YOLOv7 surpasses all known object detectors in both speed and accuracy in the range from 5 FPS to 160 FPS and has the highest accuracy 56.8% AP among all known real-time object detectors with 30 FPS or higher on GPU V100. YOLOv7-E6 object detector (56 FPS V100, 55.9% AP) outperforms both transformer-based detector SWIN-L Cascade-Mask R-CNN (9.2 FPS A100, 53.9% AP) by 509% in speed and 2% in accuracy, and convolutional-based detector ConvNeXt-XL Cascade-Mask R-CNN (8.6 FPS A100, 55.2% AP) by 551% in speed and 0.7% AP in accuracy, as well as YOLOv7 outperforms: YOLOR, YOLOX, Scaled-YOLOv4, YOLOv5, DETR, Deformable DETR, DINO-5scale-R50, ViT-Adapter-B and many other object detectors in speed and accuracy. Moreover, we train YOLOv7 only on MS COCO dataset from scratch without using any other datasets or pre-trained weights.

Results

performance tested on Ascend 910(8p) with graph mode
Name Scale BatchSize ImageSize Dataset Box mAP (%) Params Recipe Download
YOLOv7 Tiny 16 * 8 640 MS COCO 2017 37.5 6.2M yaml weights
YOLOv7 L 16 * 8 640 MS COCO 2017 50.8 36.9M yaml weights
YOLOv7 X 12 * 8 640 MS COCO 2017 52.4 71.3M yaml weights
performance tested on Ascend 910*(8p)
Name Scale BatchSize ImageSize Dataset Box mAP (%) ms/step Params Recipe Download
YOLOv7 Tiny 16 * 8 640 MS COCO 2017 37.5 496.21 6.2M yaml weights


Notes

  • Context: Training context denoted as {device}x{pieces}-{MS mode}, where mindspore mode can be G - graph mode or F - pynative mode with ms function. For example, D910x8-G is for training on 8 pieces of Ascend 910 NPU using graph mode.
  • Box mAP: Accuracy reported on the validation set.
  • We refer to the official YOLOV7 to reproduce the P5 series model, and the differences are as follows: We use 8x NPU(Ascend910) for training, and the single-NPU batch size for tiny/l/x is 16/16/12. This is different from the official code.

Quick Start

Please refer to the QUICK START in MindYOLO for details.

Training

- Distributed Training

It is easy to reproduce the reported results with the pre-defined training recipe. For distributed training on multiple Ascend 910 devices, please run

# distributed training on multiple GPU/Ascend devices
msrun --worker_num=8 --local_worker_num=8 --bind_core=True --log_dir=./yolov7_log python train.py --config ./configs/yolov7/yolov7.yaml --device_target Ascend --is_parallel True

Similarly, you can train the model on multiple GPU devices with the above msrun command. Note: For more information about msrun configuration, please refer to here.

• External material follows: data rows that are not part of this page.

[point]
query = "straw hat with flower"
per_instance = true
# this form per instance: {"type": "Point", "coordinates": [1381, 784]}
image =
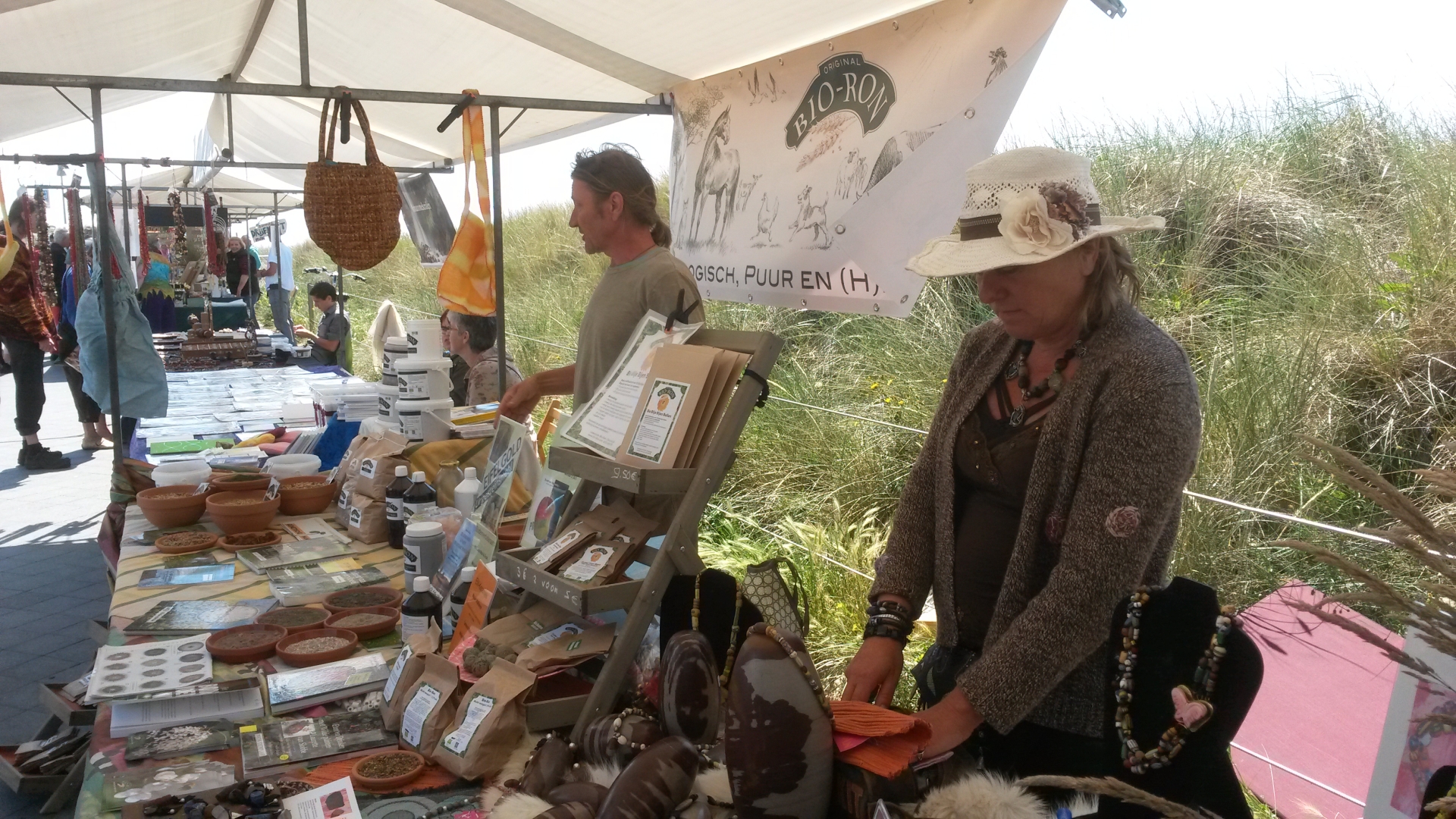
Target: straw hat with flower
{"type": "Point", "coordinates": [1022, 207]}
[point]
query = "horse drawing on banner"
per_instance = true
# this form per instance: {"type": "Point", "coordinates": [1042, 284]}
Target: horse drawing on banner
{"type": "Point", "coordinates": [717, 178]}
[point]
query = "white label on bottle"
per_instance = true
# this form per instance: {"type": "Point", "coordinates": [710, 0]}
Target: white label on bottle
{"type": "Point", "coordinates": [416, 713]}
{"type": "Point", "coordinates": [475, 713]}
{"type": "Point", "coordinates": [394, 673]}
{"type": "Point", "coordinates": [411, 624]}
{"type": "Point", "coordinates": [588, 564]}
{"type": "Point", "coordinates": [555, 547]}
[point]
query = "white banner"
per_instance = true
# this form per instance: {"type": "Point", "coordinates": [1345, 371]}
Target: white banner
{"type": "Point", "coordinates": [808, 180]}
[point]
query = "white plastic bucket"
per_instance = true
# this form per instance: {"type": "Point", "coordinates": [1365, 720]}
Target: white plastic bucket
{"type": "Point", "coordinates": [293, 465]}
{"type": "Point", "coordinates": [191, 471]}
{"type": "Point", "coordinates": [422, 376]}
{"type": "Point", "coordinates": [424, 337]}
{"type": "Point", "coordinates": [411, 410]}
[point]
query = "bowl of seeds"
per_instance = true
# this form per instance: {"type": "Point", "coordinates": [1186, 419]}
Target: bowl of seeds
{"type": "Point", "coordinates": [294, 618]}
{"type": "Point", "coordinates": [249, 541]}
{"type": "Point", "coordinates": [366, 623]}
{"type": "Point", "coordinates": [388, 770]}
{"type": "Point", "coordinates": [364, 598]}
{"type": "Point", "coordinates": [245, 643]}
{"type": "Point", "coordinates": [318, 646]}
{"type": "Point", "coordinates": [242, 512]}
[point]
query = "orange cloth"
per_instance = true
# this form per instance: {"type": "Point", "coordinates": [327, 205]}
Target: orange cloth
{"type": "Point", "coordinates": [893, 742]}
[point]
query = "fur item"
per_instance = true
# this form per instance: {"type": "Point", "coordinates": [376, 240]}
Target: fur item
{"type": "Point", "coordinates": [513, 770]}
{"type": "Point", "coordinates": [520, 806]}
{"type": "Point", "coordinates": [386, 324]}
{"type": "Point", "coordinates": [982, 796]}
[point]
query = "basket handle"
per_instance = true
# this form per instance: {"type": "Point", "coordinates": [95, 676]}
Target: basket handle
{"type": "Point", "coordinates": [328, 126]}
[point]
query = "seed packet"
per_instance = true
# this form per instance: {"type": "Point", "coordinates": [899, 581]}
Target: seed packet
{"type": "Point", "coordinates": [488, 723]}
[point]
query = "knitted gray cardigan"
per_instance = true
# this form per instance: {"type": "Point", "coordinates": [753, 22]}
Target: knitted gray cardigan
{"type": "Point", "coordinates": [1100, 519]}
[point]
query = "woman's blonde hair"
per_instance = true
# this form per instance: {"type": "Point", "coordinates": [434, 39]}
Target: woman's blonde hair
{"type": "Point", "coordinates": [1112, 281]}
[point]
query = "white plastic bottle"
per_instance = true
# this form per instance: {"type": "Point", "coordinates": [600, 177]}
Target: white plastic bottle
{"type": "Point", "coordinates": [466, 491]}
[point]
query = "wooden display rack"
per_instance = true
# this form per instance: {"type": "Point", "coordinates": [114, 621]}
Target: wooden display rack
{"type": "Point", "coordinates": [677, 553]}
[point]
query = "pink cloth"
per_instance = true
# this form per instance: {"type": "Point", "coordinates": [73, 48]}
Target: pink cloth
{"type": "Point", "coordinates": [1320, 711]}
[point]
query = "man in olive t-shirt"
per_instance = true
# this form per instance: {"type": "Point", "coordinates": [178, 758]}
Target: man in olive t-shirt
{"type": "Point", "coordinates": [615, 209]}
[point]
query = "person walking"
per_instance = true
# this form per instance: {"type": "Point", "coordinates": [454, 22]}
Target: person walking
{"type": "Point", "coordinates": [278, 275]}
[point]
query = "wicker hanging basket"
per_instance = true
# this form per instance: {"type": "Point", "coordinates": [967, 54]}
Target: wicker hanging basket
{"type": "Point", "coordinates": [351, 210]}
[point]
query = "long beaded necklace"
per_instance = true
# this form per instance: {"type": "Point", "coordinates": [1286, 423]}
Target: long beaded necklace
{"type": "Point", "coordinates": [1193, 707]}
{"type": "Point", "coordinates": [1021, 372]}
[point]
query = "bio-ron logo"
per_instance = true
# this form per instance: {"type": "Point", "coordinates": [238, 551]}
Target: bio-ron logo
{"type": "Point", "coordinates": [845, 82]}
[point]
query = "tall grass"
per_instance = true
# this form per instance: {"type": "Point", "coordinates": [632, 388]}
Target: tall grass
{"type": "Point", "coordinates": [1308, 271]}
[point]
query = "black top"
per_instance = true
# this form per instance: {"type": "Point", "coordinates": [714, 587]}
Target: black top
{"type": "Point", "coordinates": [992, 468]}
{"type": "Point", "coordinates": [237, 264]}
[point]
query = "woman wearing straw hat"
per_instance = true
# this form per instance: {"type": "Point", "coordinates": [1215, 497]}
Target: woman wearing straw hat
{"type": "Point", "coordinates": [1049, 485]}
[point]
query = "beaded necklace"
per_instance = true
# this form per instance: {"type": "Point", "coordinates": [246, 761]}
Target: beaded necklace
{"type": "Point", "coordinates": [1021, 372]}
{"type": "Point", "coordinates": [1191, 704]}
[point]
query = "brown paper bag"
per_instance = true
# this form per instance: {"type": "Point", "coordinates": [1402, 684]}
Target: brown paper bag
{"type": "Point", "coordinates": [566, 651]}
{"type": "Point", "coordinates": [488, 725]}
{"type": "Point", "coordinates": [373, 461]}
{"type": "Point", "coordinates": [428, 704]}
{"type": "Point", "coordinates": [406, 670]}
{"type": "Point", "coordinates": [367, 519]}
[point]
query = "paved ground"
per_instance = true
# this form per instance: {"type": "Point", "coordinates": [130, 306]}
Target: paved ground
{"type": "Point", "coordinates": [52, 575]}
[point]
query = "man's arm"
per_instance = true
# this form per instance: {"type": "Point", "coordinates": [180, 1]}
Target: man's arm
{"type": "Point", "coordinates": [520, 400]}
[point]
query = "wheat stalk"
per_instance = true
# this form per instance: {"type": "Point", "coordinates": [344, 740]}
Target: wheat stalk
{"type": "Point", "coordinates": [1119, 789]}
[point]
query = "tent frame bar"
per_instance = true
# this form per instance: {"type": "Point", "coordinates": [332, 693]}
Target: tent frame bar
{"type": "Point", "coordinates": [447, 167]}
{"type": "Point", "coordinates": [319, 93]}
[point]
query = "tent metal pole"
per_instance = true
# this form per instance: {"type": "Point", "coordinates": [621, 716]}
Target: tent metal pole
{"type": "Point", "coordinates": [104, 260]}
{"type": "Point", "coordinates": [498, 223]}
{"type": "Point", "coordinates": [303, 42]}
{"type": "Point", "coordinates": [316, 93]}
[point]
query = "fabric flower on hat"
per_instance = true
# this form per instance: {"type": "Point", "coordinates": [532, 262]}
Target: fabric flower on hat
{"type": "Point", "coordinates": [1030, 229]}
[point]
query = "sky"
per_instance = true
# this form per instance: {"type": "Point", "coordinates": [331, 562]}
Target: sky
{"type": "Point", "coordinates": [1166, 60]}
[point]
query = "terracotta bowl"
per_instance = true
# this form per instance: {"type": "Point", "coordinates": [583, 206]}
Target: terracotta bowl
{"type": "Point", "coordinates": [231, 541]}
{"type": "Point", "coordinates": [235, 519]}
{"type": "Point", "coordinates": [240, 483]}
{"type": "Point", "coordinates": [185, 542]}
{"type": "Point", "coordinates": [395, 598]}
{"type": "Point", "coordinates": [366, 632]}
{"type": "Point", "coordinates": [166, 512]}
{"type": "Point", "coordinates": [251, 653]}
{"type": "Point", "coordinates": [294, 618]}
{"type": "Point", "coordinates": [388, 783]}
{"type": "Point", "coordinates": [316, 657]}
{"type": "Point", "coordinates": [308, 500]}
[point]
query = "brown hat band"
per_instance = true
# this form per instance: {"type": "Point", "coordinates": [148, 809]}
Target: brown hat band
{"type": "Point", "coordinates": [987, 226]}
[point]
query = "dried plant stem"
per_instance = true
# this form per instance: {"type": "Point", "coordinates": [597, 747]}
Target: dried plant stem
{"type": "Point", "coordinates": [1119, 789]}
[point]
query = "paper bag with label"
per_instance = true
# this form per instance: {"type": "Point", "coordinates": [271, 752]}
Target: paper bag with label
{"type": "Point", "coordinates": [428, 704]}
{"type": "Point", "coordinates": [666, 411]}
{"type": "Point", "coordinates": [566, 651]}
{"type": "Point", "coordinates": [406, 670]}
{"type": "Point", "coordinates": [375, 461]}
{"type": "Point", "coordinates": [367, 519]}
{"type": "Point", "coordinates": [488, 723]}
{"type": "Point", "coordinates": [588, 528]}
{"type": "Point", "coordinates": [542, 623]}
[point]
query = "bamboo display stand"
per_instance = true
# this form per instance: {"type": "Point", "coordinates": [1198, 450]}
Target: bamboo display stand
{"type": "Point", "coordinates": [677, 553]}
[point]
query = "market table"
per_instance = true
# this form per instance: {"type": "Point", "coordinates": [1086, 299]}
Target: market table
{"type": "Point", "coordinates": [105, 754]}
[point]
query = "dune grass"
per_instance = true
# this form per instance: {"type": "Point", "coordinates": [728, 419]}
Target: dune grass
{"type": "Point", "coordinates": [1308, 273]}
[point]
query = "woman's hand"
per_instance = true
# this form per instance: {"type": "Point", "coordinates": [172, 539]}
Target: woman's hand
{"type": "Point", "coordinates": [952, 720]}
{"type": "Point", "coordinates": [874, 672]}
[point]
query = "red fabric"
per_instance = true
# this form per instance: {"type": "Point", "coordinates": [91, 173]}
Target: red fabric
{"type": "Point", "coordinates": [1320, 711]}
{"type": "Point", "coordinates": [893, 742]}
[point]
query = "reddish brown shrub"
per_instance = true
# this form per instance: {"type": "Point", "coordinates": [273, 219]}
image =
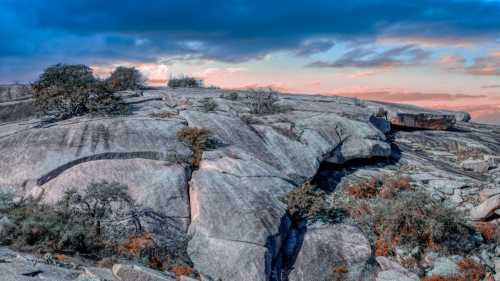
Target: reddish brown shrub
{"type": "Point", "coordinates": [471, 270]}
{"type": "Point", "coordinates": [364, 189]}
{"type": "Point", "coordinates": [338, 272]}
{"type": "Point", "coordinates": [383, 248]}
{"type": "Point", "coordinates": [182, 270]}
{"type": "Point", "coordinates": [391, 187]}
{"type": "Point", "coordinates": [487, 230]}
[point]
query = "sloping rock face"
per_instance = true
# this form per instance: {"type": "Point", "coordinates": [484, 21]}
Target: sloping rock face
{"type": "Point", "coordinates": [231, 205]}
{"type": "Point", "coordinates": [326, 247]}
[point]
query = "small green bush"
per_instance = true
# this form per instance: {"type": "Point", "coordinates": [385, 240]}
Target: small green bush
{"type": "Point", "coordinates": [185, 82]}
{"type": "Point", "coordinates": [308, 203]}
{"type": "Point", "coordinates": [198, 139]}
{"type": "Point", "coordinates": [65, 91]}
{"type": "Point", "coordinates": [125, 78]}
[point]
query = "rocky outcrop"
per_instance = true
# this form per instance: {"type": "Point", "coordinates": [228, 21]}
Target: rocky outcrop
{"type": "Point", "coordinates": [231, 205]}
{"type": "Point", "coordinates": [327, 247]}
{"type": "Point", "coordinates": [423, 121]}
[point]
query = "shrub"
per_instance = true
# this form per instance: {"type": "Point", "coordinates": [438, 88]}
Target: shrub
{"type": "Point", "coordinates": [414, 218]}
{"type": "Point", "coordinates": [469, 271]}
{"type": "Point", "coordinates": [67, 225]}
{"type": "Point", "coordinates": [308, 203]}
{"type": "Point", "coordinates": [125, 78]}
{"type": "Point", "coordinates": [338, 272]}
{"type": "Point", "coordinates": [100, 201]}
{"type": "Point", "coordinates": [163, 114]}
{"type": "Point", "coordinates": [488, 231]}
{"type": "Point", "coordinates": [384, 187]}
{"type": "Point", "coordinates": [263, 101]}
{"type": "Point", "coordinates": [185, 82]}
{"type": "Point", "coordinates": [70, 90]}
{"type": "Point", "coordinates": [198, 139]}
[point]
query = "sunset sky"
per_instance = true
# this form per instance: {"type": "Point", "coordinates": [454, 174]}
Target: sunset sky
{"type": "Point", "coordinates": [432, 53]}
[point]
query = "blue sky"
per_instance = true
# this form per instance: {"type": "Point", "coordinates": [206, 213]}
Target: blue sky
{"type": "Point", "coordinates": [419, 46]}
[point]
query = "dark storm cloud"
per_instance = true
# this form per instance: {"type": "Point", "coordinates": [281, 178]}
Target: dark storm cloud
{"type": "Point", "coordinates": [369, 58]}
{"type": "Point", "coordinates": [228, 30]}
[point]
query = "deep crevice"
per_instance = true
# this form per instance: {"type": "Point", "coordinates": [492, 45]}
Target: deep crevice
{"type": "Point", "coordinates": [328, 176]}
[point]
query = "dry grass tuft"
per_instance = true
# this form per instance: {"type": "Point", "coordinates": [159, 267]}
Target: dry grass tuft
{"type": "Point", "coordinates": [338, 272]}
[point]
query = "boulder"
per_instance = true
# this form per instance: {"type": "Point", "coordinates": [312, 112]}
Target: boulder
{"type": "Point", "coordinates": [486, 209]}
{"type": "Point", "coordinates": [429, 121]}
{"type": "Point", "coordinates": [326, 246]}
{"type": "Point", "coordinates": [125, 272]}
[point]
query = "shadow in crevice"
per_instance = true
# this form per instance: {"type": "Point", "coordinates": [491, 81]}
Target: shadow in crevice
{"type": "Point", "coordinates": [327, 178]}
{"type": "Point", "coordinates": [329, 175]}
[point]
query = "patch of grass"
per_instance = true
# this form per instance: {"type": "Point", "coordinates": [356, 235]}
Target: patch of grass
{"type": "Point", "coordinates": [308, 203]}
{"type": "Point", "coordinates": [199, 141]}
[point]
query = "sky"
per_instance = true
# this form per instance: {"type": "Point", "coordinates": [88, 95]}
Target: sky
{"type": "Point", "coordinates": [432, 53]}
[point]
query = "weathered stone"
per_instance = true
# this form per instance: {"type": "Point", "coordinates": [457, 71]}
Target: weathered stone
{"type": "Point", "coordinates": [395, 268]}
{"type": "Point", "coordinates": [5, 226]}
{"type": "Point", "coordinates": [134, 273]}
{"type": "Point", "coordinates": [487, 193]}
{"type": "Point", "coordinates": [326, 246]}
{"type": "Point", "coordinates": [486, 209]}
{"type": "Point", "coordinates": [446, 186]}
{"type": "Point", "coordinates": [478, 166]}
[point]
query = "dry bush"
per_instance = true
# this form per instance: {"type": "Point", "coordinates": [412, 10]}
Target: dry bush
{"type": "Point", "coordinates": [125, 78]}
{"type": "Point", "coordinates": [308, 203]}
{"type": "Point", "coordinates": [414, 218]}
{"type": "Point", "coordinates": [471, 270]}
{"type": "Point", "coordinates": [208, 104]}
{"type": "Point", "coordinates": [198, 139]}
{"type": "Point", "coordinates": [65, 91]}
{"type": "Point", "coordinates": [364, 189]}
{"type": "Point", "coordinates": [338, 272]}
{"type": "Point", "coordinates": [137, 243]}
{"type": "Point", "coordinates": [185, 82]}
{"type": "Point", "coordinates": [383, 248]}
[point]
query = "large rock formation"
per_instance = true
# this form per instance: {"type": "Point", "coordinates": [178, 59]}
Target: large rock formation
{"type": "Point", "coordinates": [231, 205]}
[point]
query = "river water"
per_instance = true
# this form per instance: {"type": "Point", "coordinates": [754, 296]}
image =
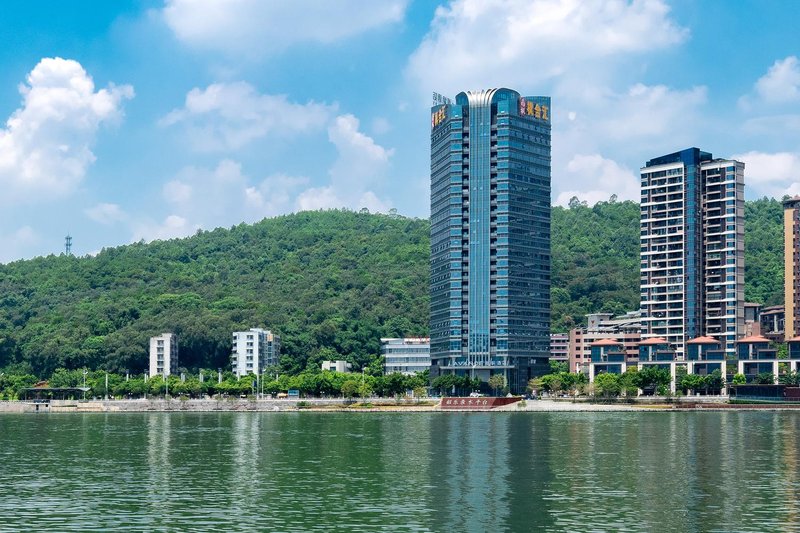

For detailed illustration of all hyper-parameters, please refer to config.py.

Note: As the global batch size (batch_size x num_devices) is an important hyper-parameter, it is recommended to keep the global batch size unchanged for reproduction or adjust the learning rate linearly to a new global batch size.

- Standalone Training

If you want to train or finetune the model on a smaller dataset without distributed training, please run:

# standalone training on a CPU/GPU/Ascend device
python train.py --config ./configs/yolov7/yolov7.yaml --device_target Ascend

Validation and Test

To validate the accuracy of the trained model, you can use test.py and parse the checkpoint path with --weight.

python test.py --config ./configs/yolov7/yolov7.yaml --device_target Ascend --weight /PATH/TO/WEIGHT.ckpt

Deployment

See here.

References

[1] Chien-Yao Wang, Alexey Bochkovskiy, and HongYuan Mark Liao. Yolov7: Trainable bag-of-freebies sets new state-of-the-art for real-time object detectors. arXiv preprint arXiv:2207.02696, 2022.